The use cases of subqueries aren't limited to aggregated values. For example,
we can obtain a list of products in an order using a subquery,
like SELECT name, price FROM Product WHERE id IN (SELECT product_id FROM OrderItems WHERE order_id = 1);
.
We could display the total in the last row by adding another query with UNION
,
such as ...UNION SELECT "Total", SUM(price) FROM Product WHERE id IN (SELECT product_id FROM OrderItems WHERE order_id = 1);
.
In this example, however, we can achieve the same result using a join, which is generally the preferred approach.

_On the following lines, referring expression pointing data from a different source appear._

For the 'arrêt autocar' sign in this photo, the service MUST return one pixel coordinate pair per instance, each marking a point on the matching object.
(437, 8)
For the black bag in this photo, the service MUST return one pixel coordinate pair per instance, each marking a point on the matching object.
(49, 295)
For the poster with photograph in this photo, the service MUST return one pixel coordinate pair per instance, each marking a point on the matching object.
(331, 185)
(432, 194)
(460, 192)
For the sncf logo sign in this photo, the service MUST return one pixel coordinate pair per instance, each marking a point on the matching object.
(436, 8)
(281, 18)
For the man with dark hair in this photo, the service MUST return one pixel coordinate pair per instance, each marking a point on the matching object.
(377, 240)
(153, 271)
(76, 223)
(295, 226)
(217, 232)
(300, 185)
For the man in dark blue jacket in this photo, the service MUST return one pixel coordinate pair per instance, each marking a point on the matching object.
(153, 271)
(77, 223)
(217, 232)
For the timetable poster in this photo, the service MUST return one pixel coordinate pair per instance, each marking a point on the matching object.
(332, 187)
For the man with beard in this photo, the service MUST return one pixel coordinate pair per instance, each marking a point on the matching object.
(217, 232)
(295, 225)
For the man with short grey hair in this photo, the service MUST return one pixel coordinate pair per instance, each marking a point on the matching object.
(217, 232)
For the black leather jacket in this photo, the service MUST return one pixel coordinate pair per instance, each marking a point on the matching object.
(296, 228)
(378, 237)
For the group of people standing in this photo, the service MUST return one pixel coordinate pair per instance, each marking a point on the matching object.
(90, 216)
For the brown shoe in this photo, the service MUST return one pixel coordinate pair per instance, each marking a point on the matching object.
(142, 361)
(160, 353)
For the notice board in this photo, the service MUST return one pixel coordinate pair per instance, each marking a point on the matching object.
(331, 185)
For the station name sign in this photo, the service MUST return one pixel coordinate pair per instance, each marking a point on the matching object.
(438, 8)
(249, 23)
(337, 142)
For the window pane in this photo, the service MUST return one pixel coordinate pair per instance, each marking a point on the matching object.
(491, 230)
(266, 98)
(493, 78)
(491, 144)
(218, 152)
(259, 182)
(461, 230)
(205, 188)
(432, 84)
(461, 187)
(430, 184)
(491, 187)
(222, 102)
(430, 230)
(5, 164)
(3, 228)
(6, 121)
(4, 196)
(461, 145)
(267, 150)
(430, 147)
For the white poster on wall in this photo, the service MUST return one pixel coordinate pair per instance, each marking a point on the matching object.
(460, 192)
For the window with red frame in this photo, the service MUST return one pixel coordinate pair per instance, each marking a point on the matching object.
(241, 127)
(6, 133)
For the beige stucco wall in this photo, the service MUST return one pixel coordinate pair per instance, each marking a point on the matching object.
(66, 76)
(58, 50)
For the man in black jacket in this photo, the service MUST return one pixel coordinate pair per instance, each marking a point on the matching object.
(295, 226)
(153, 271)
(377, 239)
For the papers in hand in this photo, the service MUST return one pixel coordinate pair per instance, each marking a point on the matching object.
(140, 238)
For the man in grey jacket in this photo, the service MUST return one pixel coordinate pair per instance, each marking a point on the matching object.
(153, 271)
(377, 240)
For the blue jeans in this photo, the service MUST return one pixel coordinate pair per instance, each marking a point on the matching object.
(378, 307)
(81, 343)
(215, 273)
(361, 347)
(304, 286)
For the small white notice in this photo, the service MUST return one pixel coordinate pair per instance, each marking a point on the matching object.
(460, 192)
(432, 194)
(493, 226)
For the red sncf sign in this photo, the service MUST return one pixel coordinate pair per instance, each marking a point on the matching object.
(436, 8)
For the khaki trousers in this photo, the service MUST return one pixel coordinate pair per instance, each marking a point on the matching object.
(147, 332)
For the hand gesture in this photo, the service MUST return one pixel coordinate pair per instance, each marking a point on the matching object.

However, there are cases where a subquery is unavoidable for complex queries,
such as SELECT p.name, p.price, Order.date FROM (SELECT OrderItems.order_id, name, price FROM Product JOIN OrderItems ON Product.id = OrderItems.product_id) AS p JOIN Order ON p.order_id = Order.id;
.
Window Functions
We used subqueries to display aggregate values as a column previously, but we can achieve the same thing
with window functions as well. For example, the previous query for displaying the price difference can be
refactored as SELECT name, price - AVG(price) OVER () FROM Product;
. Window functions also allow for much
more flexibility in how we apply aggregate functions. For example, we can compute aggregated values for each category,
similar to GROUP BY
, and display them as a new column using PARTITION BY
like
SELECT name, AVG(price) OVER (PARTITION BY category) FROM Product;
, which displays the average prices of each category
and displays them for each product.
We can also compute running aggregated values by using ORDER BY
such as SELECT name, AVG(price) OVER (PARTITION BY category ORDER BY price) FROM Product;
,
which computes the running average price of products in each category in ascending order (we can use DESC
to switch it to descending order). To share the same windows across different columns, we can use the WINDOW
clause
like SELECT name, AVG(price) OVER w, AVG(quantity) OVER w FROM Product WINDOW w AS (PARTITION BY category);
.
Conclusion
This article has introduced aggregate functions, foreign key constraints, table joins, subqueries, and window functions (along with other clauses and statements) in PostgreSQL, which enable us to perform complex operations, primarily queries, on multiple related tables. For more detailed descriptions of the available statements for a DBMS, I recommend checking the corresponding official documentation.
Resources
- PostgreSQL. n.d. PostgreSQL 17.4 Documentation. PostgreSQL.